Pitch solutions, not services

Put yourself in the shoes of your prospect for a moment. What do they really want? Are they interested in hearing all about your firm? Do they want to hear about every single service you offer? Do they even care about accounting?

The answer to these questions is probably ‘no’, so don't waste their time. What they really want is a solution to their business problems. They want someone to take that problem and make it go away – and they're willing to pay for that to happen.

Everything you say in your pitch should come from this perspective. Talk about solutions to common problems the prospect might have and make that solution sound as painless to implement as you can.

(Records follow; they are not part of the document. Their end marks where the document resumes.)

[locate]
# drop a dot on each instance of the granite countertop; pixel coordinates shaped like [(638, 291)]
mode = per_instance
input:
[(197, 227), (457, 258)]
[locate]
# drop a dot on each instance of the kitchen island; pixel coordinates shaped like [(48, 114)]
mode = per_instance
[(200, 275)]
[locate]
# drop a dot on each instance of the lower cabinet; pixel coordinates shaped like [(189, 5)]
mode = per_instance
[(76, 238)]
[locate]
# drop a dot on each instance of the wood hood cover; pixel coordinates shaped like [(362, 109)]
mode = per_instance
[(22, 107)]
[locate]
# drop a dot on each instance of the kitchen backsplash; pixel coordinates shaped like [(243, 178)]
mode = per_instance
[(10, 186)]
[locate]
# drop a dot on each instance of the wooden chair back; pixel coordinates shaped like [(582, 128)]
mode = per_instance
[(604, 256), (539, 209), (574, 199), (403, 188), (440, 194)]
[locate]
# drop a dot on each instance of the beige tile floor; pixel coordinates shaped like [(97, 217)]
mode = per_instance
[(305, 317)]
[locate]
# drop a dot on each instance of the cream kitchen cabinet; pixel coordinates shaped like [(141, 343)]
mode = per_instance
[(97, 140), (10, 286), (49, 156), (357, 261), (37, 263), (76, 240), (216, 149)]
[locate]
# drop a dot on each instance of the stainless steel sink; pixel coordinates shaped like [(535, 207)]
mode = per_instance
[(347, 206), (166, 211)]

Position yourself as an advisor

Rightly or wrongly, many business owners see accountants as an extension of the tax office. You’re part of the system. An obligation.

That’s not a positive place to come from so try to show you’re on their side. Your firm can do so much more than figure out what they owe the government. Position yourself as an advisor with answers to wider business issues. Tell them how you can help:

  • fix cash flow issues;
  • reduce the costs of doing business;
  • increase the speed of doing business; and
  • give them a strategy for reinvesting.

Don’t forget about the bread-and-butter compliance capabilities. All businesses want to be tax-efficient but be sure to open their eyes to all the other things you can do for them, as well. Even if they don’t immediately use those services, it will help establish you as a collaborator and partner rather than just a vendor.